Access requests formed by malware crippled the Web sites of South Korea's presidential office, defense ministry, and the National Assembly, the South Korea Communications Commission reported.
The National Intelligence Service in South Korea told South Korean lawmakers Wednesday that North Korea was behind the attacks, according to the AP, citing an aide to one of the lawmakers. NIS, South Korea's spy agency, said it could not confirm the report but was working with officials in the U.S.
The U.S. Department of Homeland Security has issued a notice to federal agencies on handling such attacks. "We see attacks on federal networks every day, and measures in place have minimized the impact to federal Web sites," spokesperson Amy Kudwa told Reuters.
Denial of Service
Both U.S. and South Korean Web sites were hit with denial-of-service attacks. DoS attacks often are intended to prevent a Web site or Internet service from functioning properly, temporarily or indefinitely. A DoS attack overwhelms a target with resource requests for bandwidth or server availability.
Typically, attackers have far less bandwidth per machine and need to band together to facilitate DoS attacks, according to Jose Nazario, a security analyst with Arbor Networks.

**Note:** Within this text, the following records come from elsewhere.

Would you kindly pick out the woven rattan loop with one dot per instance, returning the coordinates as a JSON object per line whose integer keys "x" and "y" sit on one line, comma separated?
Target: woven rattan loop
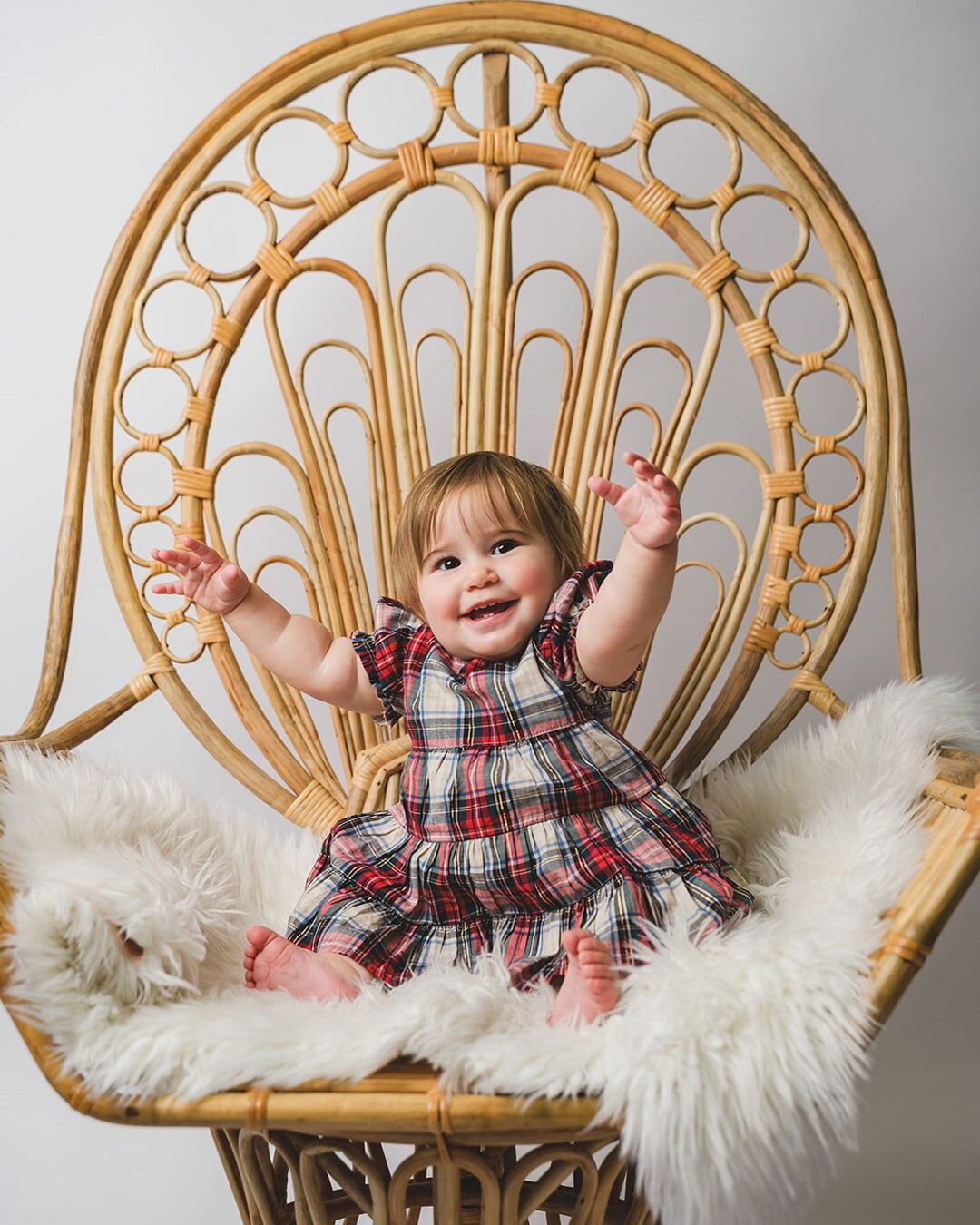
{"x": 655, "y": 201}
{"x": 756, "y": 336}
{"x": 438, "y": 1121}
{"x": 761, "y": 637}
{"x": 143, "y": 682}
{"x": 580, "y": 167}
{"x": 199, "y": 276}
{"x": 416, "y": 164}
{"x": 210, "y": 629}
{"x": 774, "y": 590}
{"x": 912, "y": 951}
{"x": 340, "y": 133}
{"x": 331, "y": 201}
{"x": 256, "y": 1110}
{"x": 781, "y": 484}
{"x": 227, "y": 332}
{"x": 314, "y": 808}
{"x": 780, "y": 412}
{"x": 818, "y": 693}
{"x": 786, "y": 539}
{"x": 200, "y": 409}
{"x": 724, "y": 195}
{"x": 642, "y": 130}
{"x": 193, "y": 483}
{"x": 258, "y": 191}
{"x": 710, "y": 276}
{"x": 497, "y": 146}
{"x": 279, "y": 265}
{"x": 972, "y": 833}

In this case, 12,000 personal computers in South Korea and 8,000 in the U.S. were hijacked to bring down government, financial institutions, and media Web sites.
Politically motivated DoS attacks have increased around the world both by number and severity, according to Nazario. Notable examples include Olympic Web sites taken down by hackers in Korea in 2002, Web sites in Estonia taken down in April 2007, attacks between Russia and Ukraine, and China's DoS attacks against Cable News Network's Web site.

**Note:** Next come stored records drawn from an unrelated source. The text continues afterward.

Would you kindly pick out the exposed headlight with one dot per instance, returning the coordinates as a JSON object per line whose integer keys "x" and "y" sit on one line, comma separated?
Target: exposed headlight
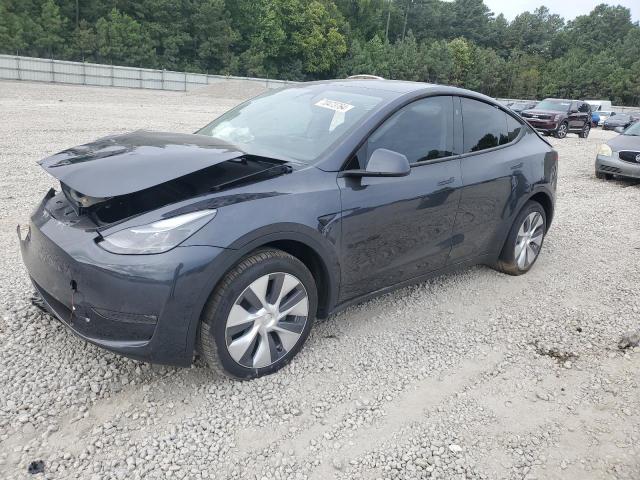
{"x": 605, "y": 150}
{"x": 157, "y": 237}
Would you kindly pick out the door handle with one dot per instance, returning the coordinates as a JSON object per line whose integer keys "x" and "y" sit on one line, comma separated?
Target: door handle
{"x": 447, "y": 181}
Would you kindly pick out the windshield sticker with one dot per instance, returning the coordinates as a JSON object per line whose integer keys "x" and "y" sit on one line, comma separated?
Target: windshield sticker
{"x": 334, "y": 105}
{"x": 336, "y": 121}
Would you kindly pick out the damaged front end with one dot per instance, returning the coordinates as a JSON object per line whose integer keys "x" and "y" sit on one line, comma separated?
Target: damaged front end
{"x": 120, "y": 177}
{"x": 92, "y": 248}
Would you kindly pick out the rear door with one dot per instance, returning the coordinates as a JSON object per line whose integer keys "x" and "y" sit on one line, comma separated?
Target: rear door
{"x": 494, "y": 177}
{"x": 398, "y": 228}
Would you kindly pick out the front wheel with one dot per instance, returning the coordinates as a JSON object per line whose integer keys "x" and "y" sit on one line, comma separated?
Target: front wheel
{"x": 259, "y": 316}
{"x": 562, "y": 130}
{"x": 525, "y": 240}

A security specialist who was part of the team that discovered the McColo spamming botnet has a different take on the attacks. "What confuses this whole image is the suspected political rhetoric, as shown from some press sources regarding North Korea or China," said Jart Armin of HostExploit. "Of course, as this is repeated around the Internet, the word 'suspected' is soon lost in translation."
"In fact these DoS attacks are from remote file inclusion (RFI) hackers using compromised servers in such places as Morocco and Malaysia," Armin added. "The hackers themselves are of Indonesia and Brazil origin, some of which were also clients of 3FN (a rogue ISP that hosts botnets and other illegal malicious content) before their closedown by the FTC."
DoS attacks violate both the Internet Architecture Board's Internet Proper Use Policy and the acceptable-use policies of nearly all Internet service providers.
On Wednesday, most of the more than two dozen Web sites attacked were back to normal, while others were still not up and running at full capacity, thanks to hackers who initiated additional attacks on seven other Web sites, including Ahnlab, a company that provides online security services, according to the Korean press agency Yonhap News.
The NIS said U.S. authorities are cooperating to track down those responsible for the attacks.